The Gifted (The Gifted – นักเรียนพลังกิฟต์; The Gifted – rtgs Gift, lit. The Gifted: Students With Special Powers) is a 2018 Thai television series starring Korapat Kirdpan (Nanon), Wachirawit Ruangwiwat (Chimon), Ladapa Thongkham (Lilly), Harit Cheewagaroon (Sing), Methika Jiranorraphat (Jane), Atthaphan Phunsawat (Gun), Pattadon Janngeon (Fiat), Napasorn Weerayuttvilai (Puimek), Chatchawit Techarukpong (Victor), Chayapol Jutamas (AJ), and Chayakorn Jutamas (JJ). Based on the 2015 short film The Gifted and the novel The Gifted by Dhammarong Sermrittirong (SandOtnim), the series follows a low-class student who is accelerated to an elite, secretive program where students are trained to discover and develop their supernatural abilities.

Produced by GMMTV and Parbdee Taweesuk, the series aired on One31 and Line TV from 5 August 2018 to 4 November 2018, and received highest ratings among that year's teenage series in Thailand. Its sequel, The Gifted: Graduation, premiered in September 2020.

==Synopsis==
Pawaret "Pang" Sermrittirong (Korapat Kirdpan) is a struggling, ordinary tenth grade student in Ritdha High School. Here, a classification system is strictly implemented wherein students are divided into classes based on academic excellence. Pang is in Class VIII, the lowest level, and has no hopes of rising up the hierarchy.

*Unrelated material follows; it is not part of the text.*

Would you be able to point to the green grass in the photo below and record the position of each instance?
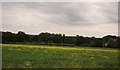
(33, 56)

But everything turns haywire for Pang when he unexpectedly sees the school's Placement Exam, which gives low-class students a chance to step up in their game. Adding to the mystery, he is accelerated to the "Gifted Program," the highest and most special class in school where only a handful of students are accepted. As he goes through their first sessions, Pang starts to feel something strange about the Gifted Program. Soon, he and his Gifted classmates unleash their long-hidden potentials: supernatural and superhuman abilities that stem from their personalities and behavior.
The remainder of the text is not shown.